The Israeli Civil Administration Office in the occupied West Bank decided not to grant a group of settlers a permit to purchase a Palestinian home near the Ibrahimi Mosque in the southern West Bank city of Hebron. The settlers occupied Al-Rajabi six months ago, and claimed that they purchased it from its owners. The settlers now have the option of contesting the ruling at the Israeli Military Court of Appeals.
Israeli daily, Haaretz, reported that the Civil Administration told the settlers that the decision was made due to faults found in the purchase agreement.
Six months ago, a group of settlers broke into the home after claiming that they bought it; several ministers of the extremist government coalition of Israeli Prime Minister, Benjamin Netanyahu, showed support to the settlers, and even visited them in the occupied property.
Back then, Israeli Defense Minister, Ehud Barak of the Labor Party, told Netanyahu that he must remove the settlers, and a few days later, the army evicted the settlers while Netanyahu promised to examine the legality of the claimed purchase within a month.
Haaretz said that, on Wednesday, the Civil Administration announced its decision that came after six months of examinations, and decided that the purchase was illegal.
An Israeli official in charge of the file said that the Civil Administration and the army examined the documents that were presented by the settlers, and found out that the deal has several holes in it, including the fact that the purchase was not approved by all heirs, in addition to the fact that the settlers built additional rooms in the contested property without obtaining a permit.
The claimed purchase deal is also vague when it comes to explaining which part of the house was actually purchased.
Also, as a power of attorney for the sale took place in the Palestinian embassy in Jordan, which is not recognized by Israeli law, in addition to the fact that Israel does not recognize Palestine as a state, therefore, does not recognize its embassies.
On Wednesday, Israeli deputy Prime Minister, Moshe Yaalon, visited the settlers in Hebron after the Civil Administration ruled against the purchase.

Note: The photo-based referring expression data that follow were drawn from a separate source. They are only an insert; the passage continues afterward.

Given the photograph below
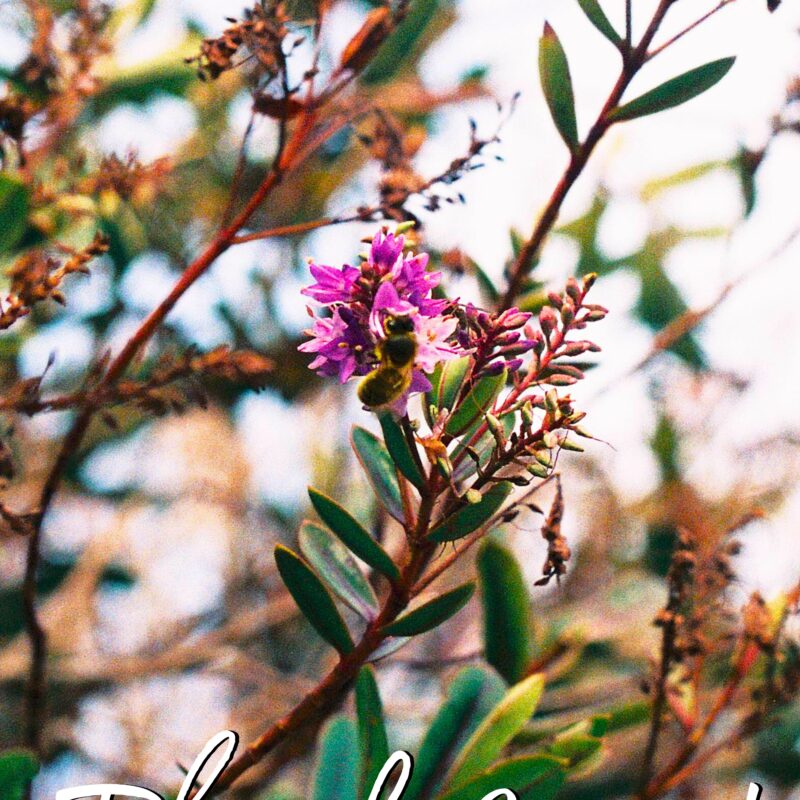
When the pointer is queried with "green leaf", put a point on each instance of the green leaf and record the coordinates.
(522, 775)
(471, 516)
(676, 91)
(598, 18)
(353, 534)
(338, 765)
(14, 207)
(557, 86)
(476, 403)
(447, 380)
(371, 729)
(431, 614)
(387, 647)
(470, 697)
(313, 599)
(379, 467)
(17, 769)
(400, 450)
(506, 624)
(401, 46)
(144, 81)
(628, 715)
(497, 730)
(334, 564)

The visit was seen as a clear message of support to the settlers who are pressuring the Netanyahu government to approve the purchase.

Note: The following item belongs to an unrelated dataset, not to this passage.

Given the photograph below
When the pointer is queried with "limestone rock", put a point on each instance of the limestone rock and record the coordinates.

On Thursday, September 13, the Israeli District Court in Jerusalem ruled that the home belongs to the settlers, and ordered the Palestinian owner to pay 50.000 NIS in legal fees.
The court ruling claimed that the settlers gained ownership of the home using legal means, and that the claims of the Palestinian owner, Fayez Al-Rajabi, that he voided the deal before it was concluded have no legal basis.